Alwaght- After years of unchecked freedom of the Iraqi Kurdistan region's government in oil sales in the shadow of lack of central government's supervision and questioning, a heavy economic storm seems to be moving to the autonomous region and Erbil should prepare for end of unchallenged sales of the region's resources.
Rocket attacks on Khor Mor gas field in Sulaymaniyah last week reignited the Baghdad-Erbil dispute on gas and oilfields in the Kurdish region, with some oil companies stopping their activities as the oil and gas rift gains momentum. Schlumberger international oil technology company is the second international oil company after Baker Hughes that has announced withdrawal from the oil and gas fields of Kurdistan region of Iraq this week. Additionally, Iraqi media report that the "Dana Gas" company, the most important Emirati company investing in the gas sector of Iraqi Kurdistan, suspended its operations in Khor Mor gas field.
Khor Mor is one of the biggest gas projects in Iraqi Kurdistan and produces 452 million cubic foot of gas per day. Dana Gas, Crescent Petroleum, and Chemimal, which represents Peart Petroleum, operate in the gas field.
Iraqi media outlets predict that the American Haliburton Company would submit to the Iraqi Supreme Court ruling and quit investment in the autonomous region's energy projects.

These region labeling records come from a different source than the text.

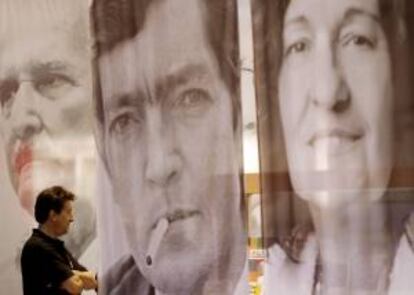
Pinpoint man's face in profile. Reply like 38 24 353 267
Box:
99 0 240 291
0 13 92 214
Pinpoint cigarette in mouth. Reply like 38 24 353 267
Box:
147 218 168 266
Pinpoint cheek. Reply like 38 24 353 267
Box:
55 87 92 128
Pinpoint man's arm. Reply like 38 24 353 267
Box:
60 274 84 294
73 270 98 290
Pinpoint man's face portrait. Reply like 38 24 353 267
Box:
0 5 93 215
279 0 393 205
98 0 241 291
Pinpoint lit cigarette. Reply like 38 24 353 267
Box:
147 218 168 265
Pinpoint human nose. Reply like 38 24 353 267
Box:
11 81 42 140
145 110 182 186
310 45 351 113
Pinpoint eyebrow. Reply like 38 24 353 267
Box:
340 7 381 27
284 15 309 27
30 61 72 75
284 7 380 27
104 64 208 112
104 90 145 114
151 63 209 102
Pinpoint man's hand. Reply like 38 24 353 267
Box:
73 270 98 290
60 274 84 294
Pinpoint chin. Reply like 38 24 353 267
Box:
140 244 213 294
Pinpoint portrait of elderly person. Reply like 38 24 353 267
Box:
251 0 414 294
0 0 95 257
91 0 248 294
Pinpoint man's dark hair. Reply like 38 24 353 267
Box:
35 186 75 224
91 0 240 131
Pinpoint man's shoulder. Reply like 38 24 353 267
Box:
100 255 153 295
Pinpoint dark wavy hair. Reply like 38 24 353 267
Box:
90 0 240 132
252 0 414 253
35 186 75 224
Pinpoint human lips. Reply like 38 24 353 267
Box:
151 209 201 230
165 209 199 223
308 128 364 154
12 142 33 182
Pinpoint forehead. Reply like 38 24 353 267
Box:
99 0 217 96
0 14 86 74
285 0 379 26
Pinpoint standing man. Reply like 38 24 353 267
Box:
0 0 95 257
21 186 97 295
92 0 248 295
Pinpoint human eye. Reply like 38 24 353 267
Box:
284 40 310 56
34 73 76 99
0 79 19 108
173 88 213 116
109 110 142 136
340 33 377 49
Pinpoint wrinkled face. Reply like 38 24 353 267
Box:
51 201 73 236
0 22 93 215
99 0 241 294
279 0 393 205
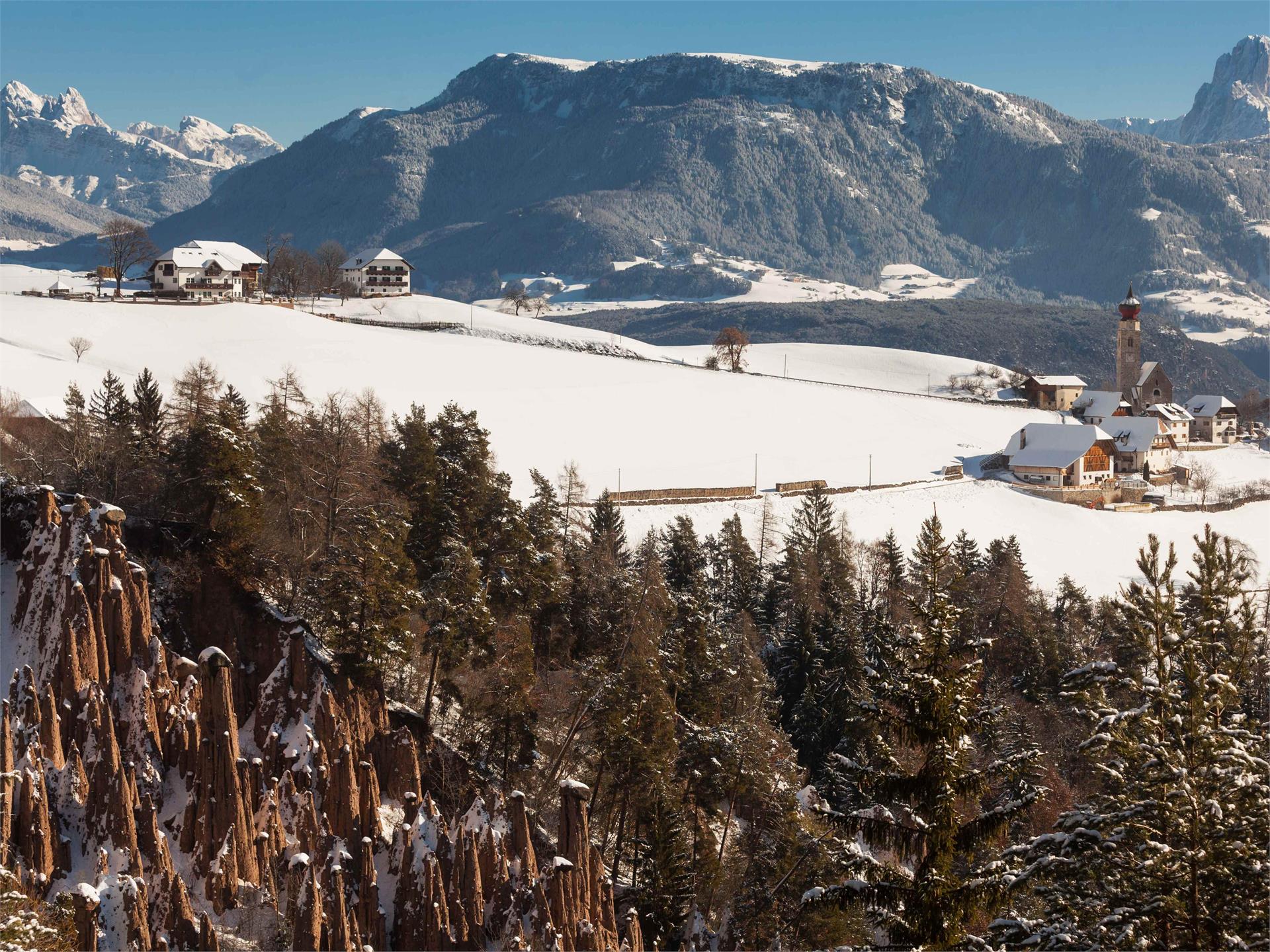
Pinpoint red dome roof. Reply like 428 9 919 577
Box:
1120 284 1142 321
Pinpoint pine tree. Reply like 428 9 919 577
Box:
169 373 261 566
712 516 762 619
591 489 630 567
419 538 494 729
306 505 419 675
169 358 225 430
952 530 983 579
87 371 134 501
808 516 1040 948
879 530 904 622
132 367 165 459
997 527 1270 948
772 491 864 779
58 381 93 493
634 788 693 948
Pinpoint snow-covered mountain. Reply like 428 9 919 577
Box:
1099 36 1270 145
0 80 282 222
128 116 282 169
114 54 1270 301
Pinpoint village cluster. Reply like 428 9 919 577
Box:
1002 286 1238 504
40 240 414 302
27 240 1238 515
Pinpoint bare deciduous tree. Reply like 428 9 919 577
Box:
97 216 159 297
1190 463 1216 505
503 280 530 315
269 245 319 301
314 241 348 294
261 229 291 294
714 327 749 373
66 334 93 363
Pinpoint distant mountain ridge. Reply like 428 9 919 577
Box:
12 54 1270 311
0 175 132 245
1099 36 1270 145
0 80 282 222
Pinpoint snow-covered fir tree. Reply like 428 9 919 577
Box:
994 527 1270 949
805 516 1041 948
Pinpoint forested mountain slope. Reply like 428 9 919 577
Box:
552 299 1265 393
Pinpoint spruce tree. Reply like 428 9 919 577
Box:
634 788 693 948
806 516 1040 948
419 538 494 729
772 491 864 779
87 371 134 501
591 489 630 567
57 381 93 493
306 505 419 676
878 530 904 622
995 527 1270 948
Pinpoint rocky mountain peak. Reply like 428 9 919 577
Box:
1179 36 1270 142
40 87 110 130
1213 34 1270 94
1099 36 1270 145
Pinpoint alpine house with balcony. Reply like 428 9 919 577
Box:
146 241 264 301
339 247 414 297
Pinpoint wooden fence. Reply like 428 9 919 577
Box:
316 313 468 330
609 486 758 502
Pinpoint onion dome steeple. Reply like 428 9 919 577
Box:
1120 283 1142 321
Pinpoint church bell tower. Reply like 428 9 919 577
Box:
1115 284 1142 404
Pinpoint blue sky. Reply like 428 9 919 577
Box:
0 0 1270 143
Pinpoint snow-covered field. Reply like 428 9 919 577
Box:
0 266 1270 593
1177 443 1270 495
660 344 1012 396
478 240 976 313
1144 265 1270 333
0 296 1052 500
0 264 150 294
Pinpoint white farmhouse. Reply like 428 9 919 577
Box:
339 247 414 297
1147 404 1195 446
146 241 264 301
1186 393 1240 443
1072 389 1130 426
1003 422 1115 487
1105 416 1177 476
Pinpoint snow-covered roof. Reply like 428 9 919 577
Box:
1072 389 1129 416
1006 422 1110 468
1033 373 1086 387
1186 393 1234 416
155 241 264 272
339 247 414 270
1105 416 1167 453
1147 404 1195 422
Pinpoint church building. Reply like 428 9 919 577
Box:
1115 284 1173 416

The suspension of the operations of these companies should be seen as the consequence of the Iraqi Supreme Court's ruling on the independent sale of hydrocarbon resources by the Kurdistan Regional Government (KRG) issued in February, which continues to date. According to the order of the country's highest judicial authority, the law that allowed Erbil to manage and trade its oil and gas productions is "invalid" and Erbil must hand over all of its hydrocarbon production operations to the country's federal government.
The ruling at the time led to verbal tensions between Baghdad and Erbil as the Federal Court's decision challenged the validity of contracts Erbil authorities had signed with international oil companies.

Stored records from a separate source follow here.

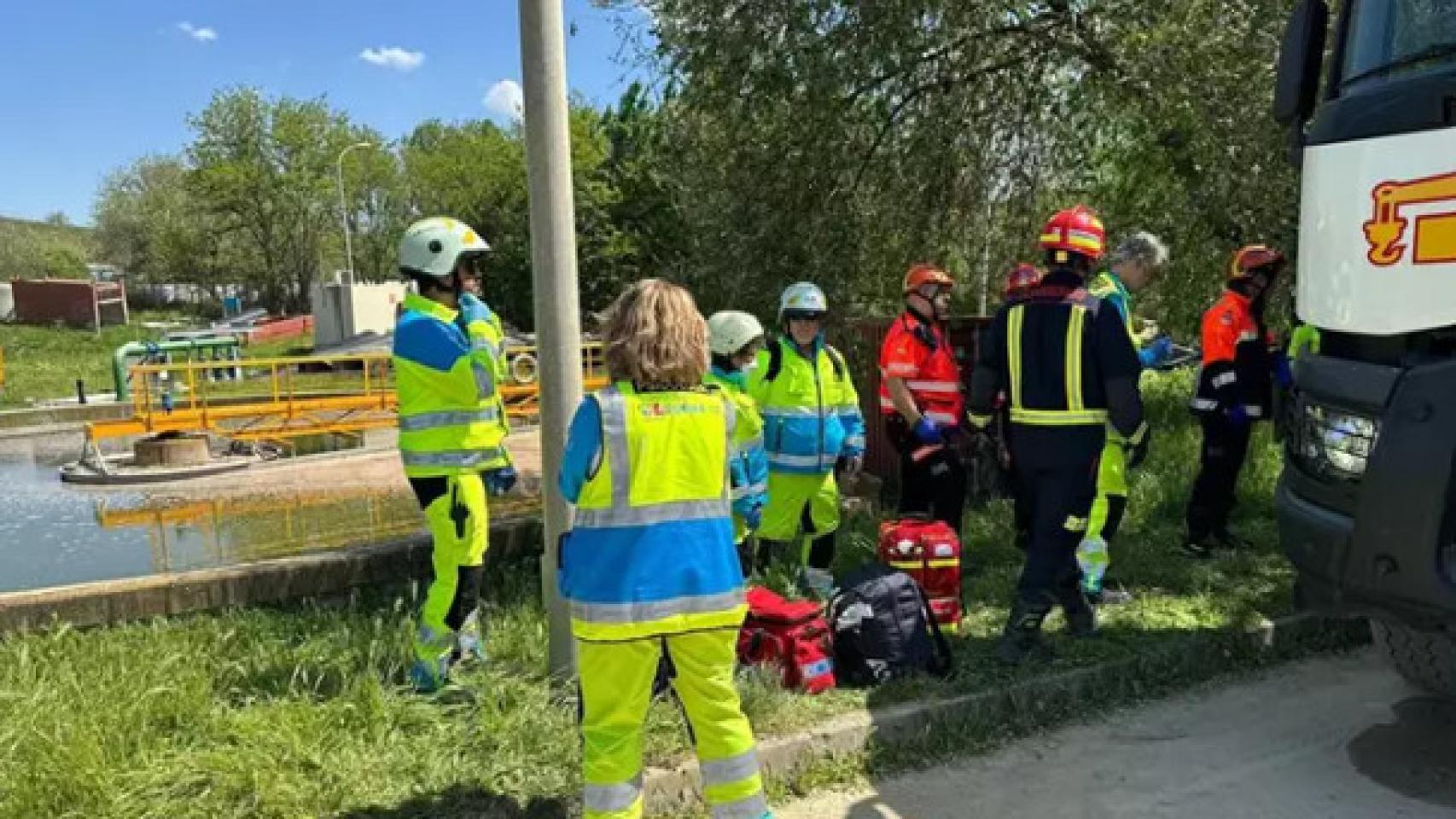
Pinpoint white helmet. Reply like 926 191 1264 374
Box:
779 282 829 320
399 217 491 279
708 310 763 355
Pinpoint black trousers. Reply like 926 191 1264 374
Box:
1188 413 1252 541
891 435 968 534
1010 427 1105 604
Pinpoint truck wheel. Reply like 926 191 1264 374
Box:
1370 619 1456 700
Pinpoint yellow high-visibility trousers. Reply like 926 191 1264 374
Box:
411 473 491 689
577 630 769 819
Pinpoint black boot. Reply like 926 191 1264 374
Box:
996 598 1051 665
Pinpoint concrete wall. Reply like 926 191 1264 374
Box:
310 276 405 346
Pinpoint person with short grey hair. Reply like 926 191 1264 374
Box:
1077 229 1172 605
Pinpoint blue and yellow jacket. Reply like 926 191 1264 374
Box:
559 382 747 640
748 334 865 474
393 293 511 477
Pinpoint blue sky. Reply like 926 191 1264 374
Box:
0 0 652 223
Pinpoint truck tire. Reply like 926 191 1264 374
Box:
1370 619 1456 700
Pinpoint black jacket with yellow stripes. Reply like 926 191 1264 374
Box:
970 269 1143 439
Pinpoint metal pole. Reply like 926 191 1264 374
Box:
334 142 374 284
520 0 581 679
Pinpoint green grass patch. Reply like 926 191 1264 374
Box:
0 374 1316 817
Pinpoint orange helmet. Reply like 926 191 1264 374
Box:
906 264 955 293
1229 244 1284 279
1006 262 1041 299
1041 205 1107 260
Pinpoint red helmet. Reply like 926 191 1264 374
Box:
906 264 955 293
1229 244 1284 279
1006 262 1041 299
1041 205 1107 260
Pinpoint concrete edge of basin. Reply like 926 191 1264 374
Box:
0 515 542 634
644 614 1370 816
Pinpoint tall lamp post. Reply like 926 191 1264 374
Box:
334 142 374 279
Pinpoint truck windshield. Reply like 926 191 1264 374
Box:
1337 0 1456 93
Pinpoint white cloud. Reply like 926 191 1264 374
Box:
359 47 425 72
178 22 217 42
480 80 526 119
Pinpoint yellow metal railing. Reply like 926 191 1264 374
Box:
86 343 607 444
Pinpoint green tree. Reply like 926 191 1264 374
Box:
186 87 384 311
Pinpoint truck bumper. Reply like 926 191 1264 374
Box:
1274 357 1456 629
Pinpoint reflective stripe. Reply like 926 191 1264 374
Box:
709 792 772 819
1063 307 1087 412
1010 407 1107 427
1006 304 1027 407
399 407 501 432
575 497 731 530
571 588 744 624
759 407 836 417
731 483 769 501
581 774 642 813
906 381 961 392
400 446 505 467
470 359 495 398
699 747 759 786
769 452 819 467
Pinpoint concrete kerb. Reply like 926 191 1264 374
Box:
644 614 1369 815
0 516 542 634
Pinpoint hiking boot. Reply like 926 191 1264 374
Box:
996 598 1051 665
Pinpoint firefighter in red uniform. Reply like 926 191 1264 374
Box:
879 264 967 531
1184 244 1287 559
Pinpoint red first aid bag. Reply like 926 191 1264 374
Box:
738 586 835 694
879 518 964 633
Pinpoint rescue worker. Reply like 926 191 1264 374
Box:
561 279 770 819
879 264 967 532
1182 244 1289 559
1079 231 1174 604
748 282 865 598
1001 262 1041 551
970 205 1149 665
393 217 515 693
708 310 769 578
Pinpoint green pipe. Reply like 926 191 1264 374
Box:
111 336 240 402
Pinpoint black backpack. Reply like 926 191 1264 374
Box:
829 563 952 685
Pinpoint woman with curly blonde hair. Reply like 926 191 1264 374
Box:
561 279 770 819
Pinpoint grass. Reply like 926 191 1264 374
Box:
0 310 313 407
0 374 1310 819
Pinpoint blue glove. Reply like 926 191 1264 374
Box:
1227 404 1252 427
1137 336 1174 367
1274 353 1295 390
460 293 491 328
743 506 763 530
482 467 515 497
911 415 945 445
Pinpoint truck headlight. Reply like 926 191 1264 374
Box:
1299 404 1380 479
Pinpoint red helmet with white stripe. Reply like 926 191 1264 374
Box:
1041 205 1107 262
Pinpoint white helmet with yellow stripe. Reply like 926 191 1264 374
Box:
399 217 491 279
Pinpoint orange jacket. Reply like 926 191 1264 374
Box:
1191 289 1274 417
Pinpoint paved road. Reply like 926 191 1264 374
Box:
778 650 1456 819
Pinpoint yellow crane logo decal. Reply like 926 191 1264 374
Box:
1365 173 1456 268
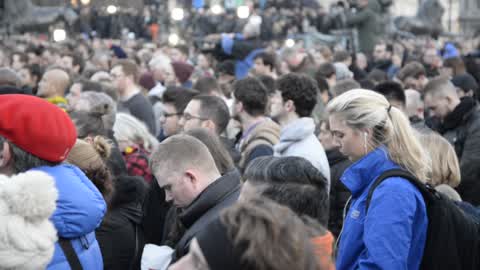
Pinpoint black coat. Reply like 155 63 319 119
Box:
143 180 170 246
327 149 352 237
173 170 241 262
439 98 480 206
95 176 146 270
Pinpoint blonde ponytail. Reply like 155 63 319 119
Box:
327 89 431 182
386 107 431 183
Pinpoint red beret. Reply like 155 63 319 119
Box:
0 95 77 162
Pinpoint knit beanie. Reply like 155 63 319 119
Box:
0 171 58 270
172 62 194 84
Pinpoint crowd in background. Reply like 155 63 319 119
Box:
0 0 480 270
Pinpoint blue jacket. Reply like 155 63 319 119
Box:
337 147 428 270
34 164 106 270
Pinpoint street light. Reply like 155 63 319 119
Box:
211 4 223 15
53 29 67 42
168 33 180 46
107 5 117 14
172 8 185 21
237 6 250 19
285 38 295 48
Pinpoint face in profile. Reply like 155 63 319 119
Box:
329 115 368 161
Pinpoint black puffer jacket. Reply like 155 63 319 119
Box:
173 170 241 261
326 149 352 237
96 176 146 270
438 97 480 206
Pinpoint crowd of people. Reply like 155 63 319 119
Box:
0 0 480 270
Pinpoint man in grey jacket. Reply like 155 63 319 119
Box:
270 73 330 190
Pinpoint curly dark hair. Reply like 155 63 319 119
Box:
277 73 320 117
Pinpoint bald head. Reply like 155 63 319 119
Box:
150 134 220 208
150 134 218 178
424 77 460 120
38 69 70 98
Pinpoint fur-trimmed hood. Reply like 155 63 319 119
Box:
0 171 58 270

In May, federal ministry of oil proposed the foundation of a new oil company in the Kurdistan region. More precisely, Baghdad asked Erbil to allow State Organization for Marketing Oil (SOMO) open an office in the region and place its oil exports under the supervision of the central government.
The ministry of oil announced on May 12 that an analysis of oil and gas exploration contracts shows that the financial terms in deals signed by the federal government are better than those signed by the KRG.
Erbil exported 454,000 barrels per day of crude oil through Turkey's Ceyhan port in April, out of Iraq's total of 3.834 million barrels per day, data from Iraq's oil ministry suggested. That's down from a peak of nearly 600,000 barrels per day in late 2017, before the Iraqi military recaptured several oil fields in Kirkuk province Kurdish Peshmerga forces, which had taken control of them after defeating ISIS terrorist group.
Baghdad has some demands from Erbil: Erbil should to cancel its Oil and Gas Law of 2007, according to which it signed contracts with international oil companies. Secondly, the federal Iraqi oil ministry should be granted the right to supervise and review any oil exploration and production contract signed by the KRG with a third party. Thirdly, the oil ministry and the High Federal Supervision Council should have the right to review and revise Kurdistan oil contracts. Fourthly, Erbil should deliver all of the oil it produces from its oilfields to the federal government.
While the Kurdish officials cling to the articles 112 and 115 of the Iraqi constitution— which give mandates not held by the federal government to the Kurdish region—, Baghdad and SOMO refer to the article 111 which says oil and gas are property of all Iraqi people in all regions and provinces.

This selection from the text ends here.